Click on the contract link and the Ethereum/Mist wallet will display the functions that read from the contract (function calls) and write to the contract (transaction calls) using the ABI-RPC information provided while connecting to the contract (see figure below).
Executing read-only functions do not cost any gas, but executing any function that writes to the contract charges gas money. The client will require the user to confirm their password, then creates a transaction to submit the request to the blockchain. For example, prior to adding the alias firstname.lastname@example.org to the directory, the dialog below shows an approximation of the amount of gas it will cost me to do so.
Once the transaction has been mined, we can execute the Get Alias read function in the Ethereum wallet to view the details of email@example.com alias (results shown below).
The Ethereum/Mist Wallet also allows us to watch events that are generated by the contract. From the screenshot below, you can see that two authorized banks and three aliases have been added to the alias directory.

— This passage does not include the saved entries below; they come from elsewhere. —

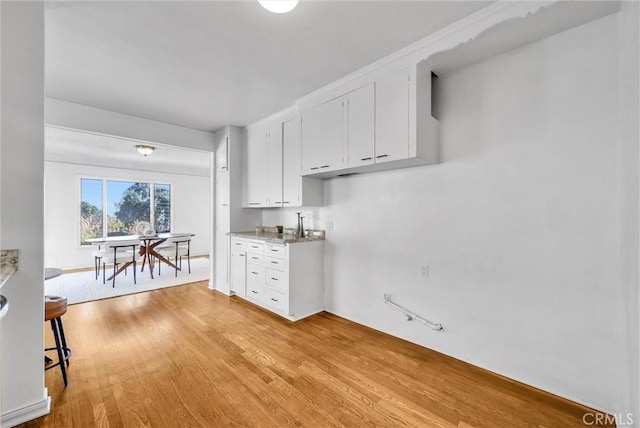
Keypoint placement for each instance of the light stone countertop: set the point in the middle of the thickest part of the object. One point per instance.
(280, 238)
(8, 264)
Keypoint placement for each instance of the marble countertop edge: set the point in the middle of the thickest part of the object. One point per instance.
(279, 238)
(8, 264)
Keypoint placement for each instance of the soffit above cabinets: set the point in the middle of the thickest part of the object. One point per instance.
(518, 32)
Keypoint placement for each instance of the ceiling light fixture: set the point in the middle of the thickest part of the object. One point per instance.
(279, 6)
(145, 150)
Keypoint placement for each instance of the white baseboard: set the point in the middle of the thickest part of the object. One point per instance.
(27, 413)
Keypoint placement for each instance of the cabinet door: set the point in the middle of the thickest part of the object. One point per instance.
(238, 278)
(361, 126)
(255, 174)
(274, 165)
(291, 164)
(323, 137)
(392, 117)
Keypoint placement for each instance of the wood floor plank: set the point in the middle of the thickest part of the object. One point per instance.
(188, 356)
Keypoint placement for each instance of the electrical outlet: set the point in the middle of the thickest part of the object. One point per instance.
(424, 271)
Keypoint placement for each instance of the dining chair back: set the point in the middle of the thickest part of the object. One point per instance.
(176, 247)
(123, 251)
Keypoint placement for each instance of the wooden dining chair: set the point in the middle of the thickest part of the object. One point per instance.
(177, 248)
(120, 252)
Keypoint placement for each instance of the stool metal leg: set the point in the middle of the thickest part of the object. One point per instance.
(56, 336)
(67, 352)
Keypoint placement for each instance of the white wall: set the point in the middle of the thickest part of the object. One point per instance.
(519, 224)
(21, 191)
(190, 198)
(630, 188)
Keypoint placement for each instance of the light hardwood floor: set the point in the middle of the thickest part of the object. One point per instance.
(188, 356)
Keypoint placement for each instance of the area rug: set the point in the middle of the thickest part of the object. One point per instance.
(82, 286)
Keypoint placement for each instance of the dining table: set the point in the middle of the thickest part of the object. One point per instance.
(148, 246)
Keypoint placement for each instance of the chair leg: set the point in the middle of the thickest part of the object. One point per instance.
(56, 336)
(113, 280)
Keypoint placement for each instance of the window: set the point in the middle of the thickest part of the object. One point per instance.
(162, 207)
(126, 203)
(91, 218)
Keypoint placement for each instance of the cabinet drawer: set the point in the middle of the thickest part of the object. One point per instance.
(256, 258)
(255, 272)
(255, 290)
(277, 279)
(275, 299)
(275, 263)
(255, 247)
(236, 243)
(274, 250)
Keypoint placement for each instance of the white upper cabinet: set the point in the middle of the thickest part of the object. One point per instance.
(361, 126)
(323, 137)
(291, 166)
(222, 154)
(273, 173)
(256, 155)
(392, 117)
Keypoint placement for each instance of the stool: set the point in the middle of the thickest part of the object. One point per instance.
(54, 308)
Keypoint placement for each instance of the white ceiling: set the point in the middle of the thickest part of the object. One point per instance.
(208, 64)
(82, 148)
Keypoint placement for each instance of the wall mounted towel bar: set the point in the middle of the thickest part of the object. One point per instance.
(410, 315)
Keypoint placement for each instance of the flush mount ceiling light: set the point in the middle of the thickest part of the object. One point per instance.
(145, 150)
(279, 6)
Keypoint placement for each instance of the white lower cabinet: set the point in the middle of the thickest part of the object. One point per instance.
(286, 279)
(238, 279)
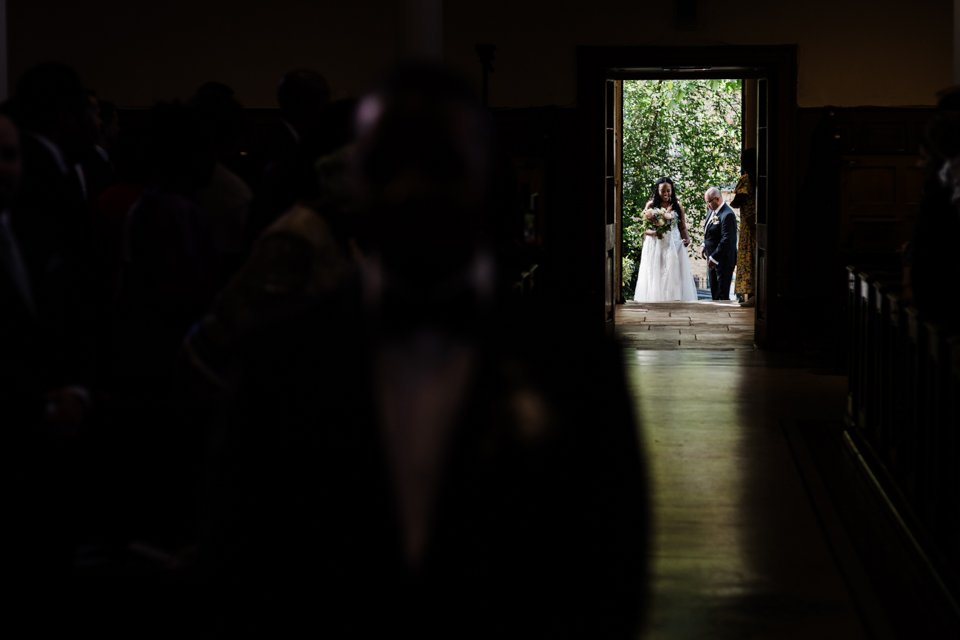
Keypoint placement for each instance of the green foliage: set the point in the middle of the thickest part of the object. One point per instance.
(688, 130)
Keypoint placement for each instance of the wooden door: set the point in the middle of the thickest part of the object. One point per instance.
(612, 109)
(762, 197)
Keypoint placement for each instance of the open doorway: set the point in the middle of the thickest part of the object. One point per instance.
(773, 74)
(690, 130)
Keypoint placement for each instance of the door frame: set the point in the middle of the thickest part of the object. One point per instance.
(777, 66)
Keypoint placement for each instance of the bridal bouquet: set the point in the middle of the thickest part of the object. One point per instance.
(658, 220)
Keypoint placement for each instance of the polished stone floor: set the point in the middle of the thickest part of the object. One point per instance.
(745, 544)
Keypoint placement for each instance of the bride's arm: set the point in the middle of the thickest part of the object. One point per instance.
(682, 225)
(649, 204)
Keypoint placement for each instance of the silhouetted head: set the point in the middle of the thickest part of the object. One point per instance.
(664, 192)
(421, 177)
(220, 115)
(51, 100)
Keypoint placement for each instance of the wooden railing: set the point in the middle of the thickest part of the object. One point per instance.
(903, 411)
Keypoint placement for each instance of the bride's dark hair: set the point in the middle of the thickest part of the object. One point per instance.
(657, 202)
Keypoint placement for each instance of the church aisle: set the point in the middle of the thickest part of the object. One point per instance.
(738, 549)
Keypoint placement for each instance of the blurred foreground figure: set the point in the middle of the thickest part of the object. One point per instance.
(406, 454)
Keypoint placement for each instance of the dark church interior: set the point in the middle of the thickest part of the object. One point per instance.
(312, 325)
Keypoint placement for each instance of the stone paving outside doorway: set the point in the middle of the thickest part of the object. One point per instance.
(704, 325)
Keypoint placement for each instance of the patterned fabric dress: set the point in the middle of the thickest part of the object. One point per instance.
(743, 285)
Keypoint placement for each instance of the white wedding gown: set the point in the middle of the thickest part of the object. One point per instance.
(664, 274)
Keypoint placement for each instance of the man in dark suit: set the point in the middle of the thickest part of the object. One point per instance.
(719, 243)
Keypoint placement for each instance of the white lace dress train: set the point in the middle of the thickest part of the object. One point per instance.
(664, 274)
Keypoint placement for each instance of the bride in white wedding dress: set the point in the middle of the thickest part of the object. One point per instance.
(664, 274)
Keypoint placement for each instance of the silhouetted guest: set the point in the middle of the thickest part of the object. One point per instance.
(41, 413)
(169, 276)
(926, 260)
(225, 199)
(51, 216)
(401, 454)
(303, 136)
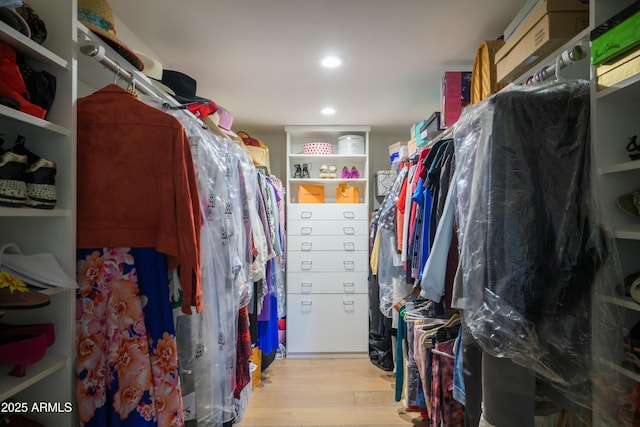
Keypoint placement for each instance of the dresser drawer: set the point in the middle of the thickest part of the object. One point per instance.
(327, 261)
(327, 283)
(329, 211)
(327, 228)
(328, 243)
(327, 323)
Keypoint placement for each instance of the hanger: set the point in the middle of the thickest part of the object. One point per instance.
(453, 320)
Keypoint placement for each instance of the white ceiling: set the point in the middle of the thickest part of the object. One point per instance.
(260, 58)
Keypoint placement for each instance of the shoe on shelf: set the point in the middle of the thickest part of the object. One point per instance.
(40, 176)
(22, 350)
(13, 188)
(47, 329)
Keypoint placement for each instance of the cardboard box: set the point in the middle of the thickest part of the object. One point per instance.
(309, 193)
(455, 95)
(546, 29)
(616, 41)
(608, 75)
(531, 6)
(551, 32)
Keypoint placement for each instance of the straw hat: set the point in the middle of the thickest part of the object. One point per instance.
(99, 18)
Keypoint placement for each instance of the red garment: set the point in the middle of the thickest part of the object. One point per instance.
(137, 185)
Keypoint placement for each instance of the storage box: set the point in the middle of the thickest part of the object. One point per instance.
(384, 181)
(608, 75)
(430, 129)
(309, 193)
(455, 95)
(317, 148)
(351, 144)
(546, 29)
(616, 41)
(530, 7)
(346, 193)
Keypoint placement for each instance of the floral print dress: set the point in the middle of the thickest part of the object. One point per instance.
(127, 364)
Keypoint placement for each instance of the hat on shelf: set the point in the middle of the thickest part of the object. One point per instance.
(630, 203)
(221, 119)
(99, 18)
(153, 69)
(12, 18)
(183, 86)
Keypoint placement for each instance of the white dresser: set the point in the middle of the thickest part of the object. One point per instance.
(327, 253)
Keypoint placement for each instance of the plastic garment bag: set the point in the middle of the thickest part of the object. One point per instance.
(531, 244)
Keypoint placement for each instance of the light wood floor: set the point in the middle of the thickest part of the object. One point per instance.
(326, 392)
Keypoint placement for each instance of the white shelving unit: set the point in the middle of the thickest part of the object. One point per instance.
(614, 120)
(327, 251)
(34, 231)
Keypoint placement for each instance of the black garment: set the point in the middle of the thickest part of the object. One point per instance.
(537, 248)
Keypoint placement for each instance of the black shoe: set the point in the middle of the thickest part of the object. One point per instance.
(40, 176)
(13, 188)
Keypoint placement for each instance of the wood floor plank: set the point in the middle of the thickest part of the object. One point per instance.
(326, 393)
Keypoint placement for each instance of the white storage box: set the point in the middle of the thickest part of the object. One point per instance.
(317, 149)
(384, 181)
(351, 144)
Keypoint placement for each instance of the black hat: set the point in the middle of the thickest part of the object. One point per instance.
(183, 85)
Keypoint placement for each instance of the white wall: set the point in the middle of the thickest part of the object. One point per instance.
(378, 156)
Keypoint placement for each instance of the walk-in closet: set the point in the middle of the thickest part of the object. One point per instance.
(279, 213)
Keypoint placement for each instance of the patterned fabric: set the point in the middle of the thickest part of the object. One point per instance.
(127, 363)
(447, 411)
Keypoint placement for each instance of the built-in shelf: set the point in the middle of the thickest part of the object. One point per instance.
(29, 48)
(340, 157)
(627, 302)
(48, 365)
(617, 87)
(620, 167)
(629, 232)
(620, 369)
(35, 213)
(33, 120)
(325, 180)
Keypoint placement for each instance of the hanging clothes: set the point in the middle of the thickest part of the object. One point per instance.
(127, 365)
(530, 244)
(122, 140)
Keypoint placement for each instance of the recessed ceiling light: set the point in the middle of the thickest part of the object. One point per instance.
(331, 61)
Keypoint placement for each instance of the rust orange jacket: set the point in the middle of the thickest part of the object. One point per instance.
(136, 184)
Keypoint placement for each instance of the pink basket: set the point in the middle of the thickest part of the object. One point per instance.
(317, 148)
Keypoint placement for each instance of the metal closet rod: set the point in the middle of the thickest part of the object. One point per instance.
(566, 58)
(98, 52)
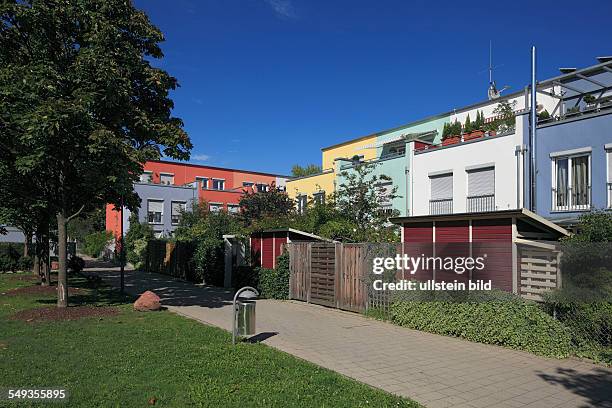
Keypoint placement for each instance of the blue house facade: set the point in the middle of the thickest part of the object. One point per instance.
(574, 166)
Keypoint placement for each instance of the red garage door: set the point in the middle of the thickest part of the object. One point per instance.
(452, 240)
(418, 241)
(492, 239)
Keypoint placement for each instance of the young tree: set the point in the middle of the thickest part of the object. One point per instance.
(272, 203)
(361, 198)
(299, 171)
(82, 106)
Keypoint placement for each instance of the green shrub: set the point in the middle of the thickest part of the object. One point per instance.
(25, 263)
(76, 264)
(274, 283)
(96, 242)
(9, 256)
(245, 275)
(136, 239)
(509, 322)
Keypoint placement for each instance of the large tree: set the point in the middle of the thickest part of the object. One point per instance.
(81, 106)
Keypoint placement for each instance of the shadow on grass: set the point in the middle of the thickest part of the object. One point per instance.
(99, 293)
(596, 386)
(171, 291)
(258, 338)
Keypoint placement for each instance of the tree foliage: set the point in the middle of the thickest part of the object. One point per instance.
(81, 105)
(274, 203)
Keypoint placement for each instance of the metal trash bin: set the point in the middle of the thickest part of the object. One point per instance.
(246, 318)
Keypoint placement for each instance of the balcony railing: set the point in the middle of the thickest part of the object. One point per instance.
(571, 198)
(441, 206)
(481, 203)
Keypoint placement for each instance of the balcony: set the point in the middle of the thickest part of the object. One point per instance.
(441, 206)
(571, 198)
(481, 203)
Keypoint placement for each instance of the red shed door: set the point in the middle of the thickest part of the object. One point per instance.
(492, 240)
(452, 242)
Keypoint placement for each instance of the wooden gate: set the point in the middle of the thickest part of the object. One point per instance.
(328, 274)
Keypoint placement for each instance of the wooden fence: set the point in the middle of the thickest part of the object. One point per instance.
(329, 274)
(538, 270)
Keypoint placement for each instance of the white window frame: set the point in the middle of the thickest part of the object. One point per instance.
(161, 214)
(233, 208)
(172, 211)
(216, 180)
(570, 183)
(203, 182)
(149, 175)
(301, 203)
(219, 205)
(166, 174)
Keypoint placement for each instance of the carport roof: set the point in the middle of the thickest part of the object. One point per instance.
(522, 213)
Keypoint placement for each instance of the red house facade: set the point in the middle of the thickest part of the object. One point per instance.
(221, 188)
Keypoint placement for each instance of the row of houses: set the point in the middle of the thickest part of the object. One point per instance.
(492, 170)
(167, 189)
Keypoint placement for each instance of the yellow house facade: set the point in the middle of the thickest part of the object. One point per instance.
(306, 189)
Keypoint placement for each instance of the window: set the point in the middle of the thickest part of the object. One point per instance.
(178, 208)
(218, 184)
(233, 208)
(146, 177)
(319, 198)
(571, 183)
(302, 201)
(481, 190)
(166, 178)
(203, 182)
(215, 207)
(155, 211)
(441, 201)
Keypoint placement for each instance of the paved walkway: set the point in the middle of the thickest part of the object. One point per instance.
(434, 370)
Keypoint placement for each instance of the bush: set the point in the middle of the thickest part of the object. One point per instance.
(97, 242)
(25, 263)
(513, 323)
(136, 239)
(245, 275)
(10, 256)
(274, 283)
(76, 264)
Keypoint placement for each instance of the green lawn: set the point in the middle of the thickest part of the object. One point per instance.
(125, 360)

The Ethereum Wallet is a simple way to connect to the blockchain node and view information about the blockchain and contracts deployed to it. A custom web application could also be developed, but the wallet application is sufficient to illustrate the type of information and operations that are available from the RPC interface.
As I progressed through this blog series, I started to think that perhaps I didn’t choose the right tool for the job. Blockchains were created to solve the problem of decentralized consensus, and yet I have introduced an administrator node to deploy the contract and authorize only certain nodes to update the directory. Doesn’t that defeat a primary benefit of a blockchain which is no central authority? In this use case, we needed a mediator to ensure that only certain organizations could write to the directory. Also, new blocks are created and work is performed continuously, even if there is no reason to so. CPU cycles and disk space are consumed unceasingly. This is equivalent to leaving your car idling perpetually when you are not driving it. Why should we implement our distributed directory on technology that is inherently inefficient?
Finally, I couldn’t help but think about practical limitations to the Ethereum blockchain implementation, such as relatively slow database commit rates (i.e. mining rate), difficulty modifying contracts, limitations of the Solidity language and EVM, etc. I began to think that perhaps a blockchain is not the best technology to build our distributed payments alias directory on. There are plenty of web and database technologies that could be used to implement an alias directory and do so in a much more efficient and scalable manner.
My time working with Ethereum has demystified blockchain technology, but it has also provided me with some insights that I will reflect upon to close out this blog series. I must caveat my thoughts by admitting that I never thought social media sites like Twitter had any practical value — after all, who cares about what your friend had for lunch or what is on a celebrity’s mind? I clearly underestimated the vicarious nature of people. But I do know that companies ultimately have different motives than individuals. They will not adopt blockchain technology unless there is a competitive advantage to doing so. In fact, investors are pouring billions of dollars into blockchain startups whose objectives are to discover these advantages.
Perhaps blockchain is simply a clever mathematical solution that is looking for the right problems to solve (other than virtual currencies). Given my observation of human ingenuity, I believe that someone will find what those problems are (or tweak the technology until it fits one). Until then, the race is on to find the perfect applications for blockchain technology, or its derivatives, and be the first to introduce them to the marketplace.